瓦礫の上から小石がぱらりと落ち、闇の中に人影が滑り出る。
黒革の軽装に身を包み、痩せた体に、逆手に弄ぶ短剣はまるで体の一部のように馴染んでいた。
黒髪は無造作に跳ね、整った印象はまるでない。だが灰色の瞳だけは鋭く、獲物を見透かす獣のような冷たさを帯びていた。

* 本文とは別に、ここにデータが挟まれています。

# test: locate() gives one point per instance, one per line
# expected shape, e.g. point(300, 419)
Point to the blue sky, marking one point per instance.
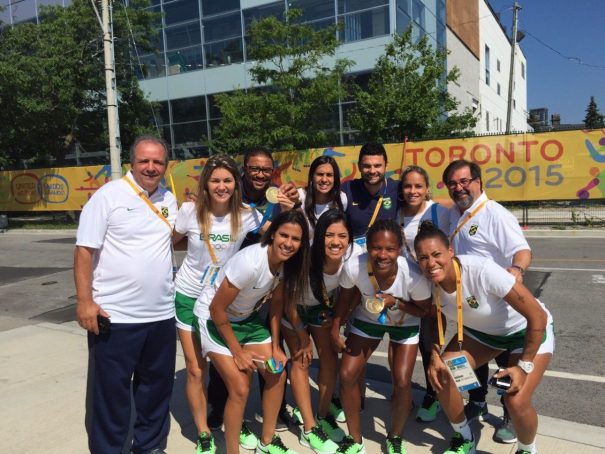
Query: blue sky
point(575, 29)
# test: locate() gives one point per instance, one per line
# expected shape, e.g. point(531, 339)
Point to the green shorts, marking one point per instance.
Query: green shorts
point(183, 305)
point(249, 331)
point(309, 315)
point(397, 334)
point(513, 342)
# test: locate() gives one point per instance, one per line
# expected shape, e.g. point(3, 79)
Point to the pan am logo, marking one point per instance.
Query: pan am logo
point(53, 188)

「……よくもまあ、勝手に触ってくれるな。ここは神聖な場所だ。外の連中が触れていいもんじゃない」
影をまとったような声に、ジークが鼻で笑った。
「神聖だぁ? ただのガラクタだろ」
挑発めいた返しに、男は肩をすくめて笑う。
「……バカか。無知ってのは罪だな」
短剣を指の間で軽やかに回し、刃が淡い光を反射する。
「ここは“環”の守る聖域だ。余所者は引っ込んでろ」
その名を聞いた瞬間、場の空気が張り詰めた。
「“環”……?」
フィオナが小さく呟く。彼女の目は驚きに揺れていた。
アレンも息を呑む。アルデンの街で、耳にした名を思い出す。
「救済の環……!」
ダリオスが低く言った。その声音には緊張と、かすかな怒りが混じる。
「……確か、竜を拝むって……あの話か」
「はっ、まさか本当にいたとはな」
「……やはり」
男は、にやりと口端を上げる。
「知ってるか、なら話が早い。俺たちは遺跡を“保護”するために来たんだよ。荒らされては困る」
「保護だぁ?」
ジークが鼻を鳴らす。
「どう見ても廃墟じゃねえか。ただの瓦礫にしか見えねえぞ」
「見えないならそれでいいさ。お前みたいな無知にはな」
男の声は冷ややかで、皮肉が混じっていた。
言葉の刃が交わるような緊張が、狭い空間を満たしていく。
フィオナは両手を胸に寄せる。
「……“救済の環”は……人を救うって……」
弱々しくも声を出す。
その瞬間、男の灰色の瞳がフィオナに向けられた。
「救うさ。だからこそ、余所者が触れていい場所じゃない。わかるか?」
冷たくも確信に満ちた声音。
アレンは胸の奥で何かがざわめくのを感じた。自分たちが踏み込んでしまったものが、ただの遺跡ではないことを、男の視線が突きつけていた。
「……俺たちは、答えを求めているだけだ」
アレンが剣の柄に手をかけると、男の瞳が細められた。
「答え?……答えなんて一つしかねぇ。竜は救済。碑文もその証だ」
「竜が救済だと? 竜は禍をもたらす存在だ」
ダリオスが鋭く言い返す。
「解釈を誤ってるのはどっちだろうな」
男はくつくつと笑い、双短剣を握り直した。刃先がわずかに瘴気を払うように光を受け、鋭い光条を走らせる。
「……口でわからないなら、刃で示すしかないな」
ピンと張りつめた沈黙。
ジークが剣を肩に担ぎ、挑発的に吐き捨てる。
「おう、望むところだ。こっちはもう瘴気にうんざりしてんだよ。さっさと蹴散らして帰らせてもらうぜ」
「……なら来い」
灰色の瞳が鋭く光り、男が足を踏み出した瞬間、遺跡の静寂が破られた。
アレンたちも同時に構え、剣と短剣が交わる寸前の緊張が空気を震わせる。
次の瞬間、刃と刃がぶつかり合う音が、瘴気すら震えるように遺跡に響き渡った。
「……無知は罪だって言ったろ」
――影をまとう男との、最初の刃の応酬が始まった。